Bulgarian journalist and politician

Nikolay Tihomirov Barekov (Николай Тихомиров Бареков; born 16 October 1972) is a Bulgarian journalist, politician, and businessman. Since January 2014 he has been the leader of the political party Bulgaria Without Censorship.

== Biography ==
Barekov majored in Bulgarian philology, specializing in TV journalism. His career as a radio journalist began in 1992, when he joined the "Kanal Kom" (Bulgarian: "Канал Ком") radio in Plovdiv.

Between 2003 and 2010, Barekov presented the morning segment on the BTV channel. He subsequently hosted a number of shows on TV7.

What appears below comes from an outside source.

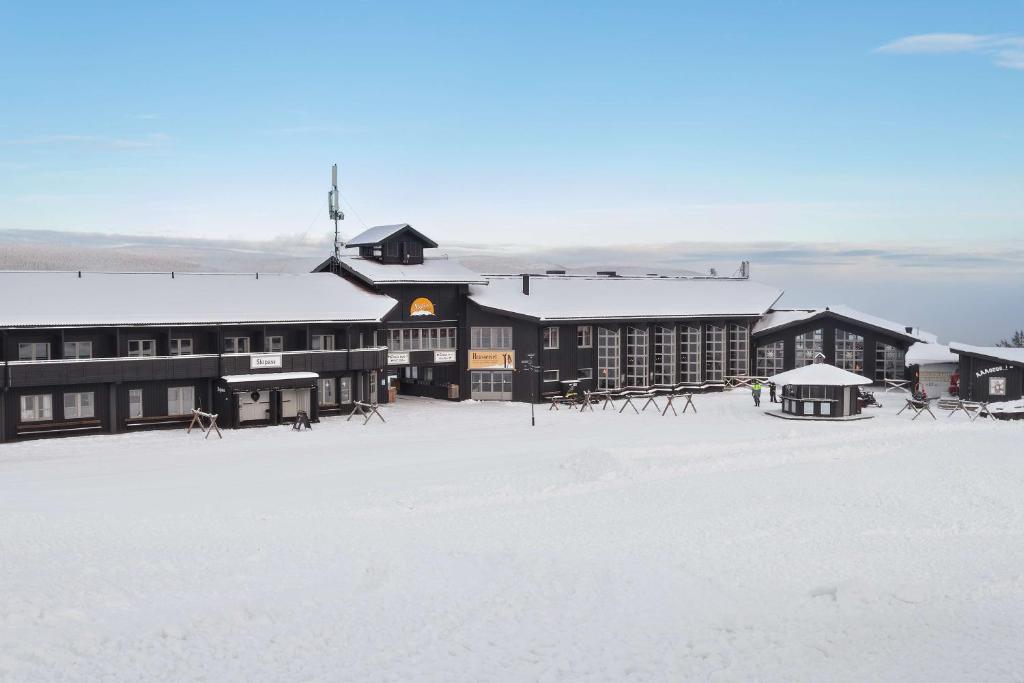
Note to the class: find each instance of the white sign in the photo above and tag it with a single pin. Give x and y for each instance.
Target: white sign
(260, 360)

On 25 January 2014, Barekov founded the Bulgaria without Censorship political party and the new political establishment participated in the 2014 European elections as part of a coalition bloc with the nationalist IMRO and other smaller parties, earning two seats in the European Parliament and became members of the eurosceptic group of European Conservatives and Reformists. He is consistently ranked as an MEP with one of the lowest attendance rates in roll-call votes. He refused to give a reason for his absence when asked by Euronews.

Barekov supports the restoration of the monarchy with Simeon Saxe-Coburg-Gotha as Tsar of Bulgaria.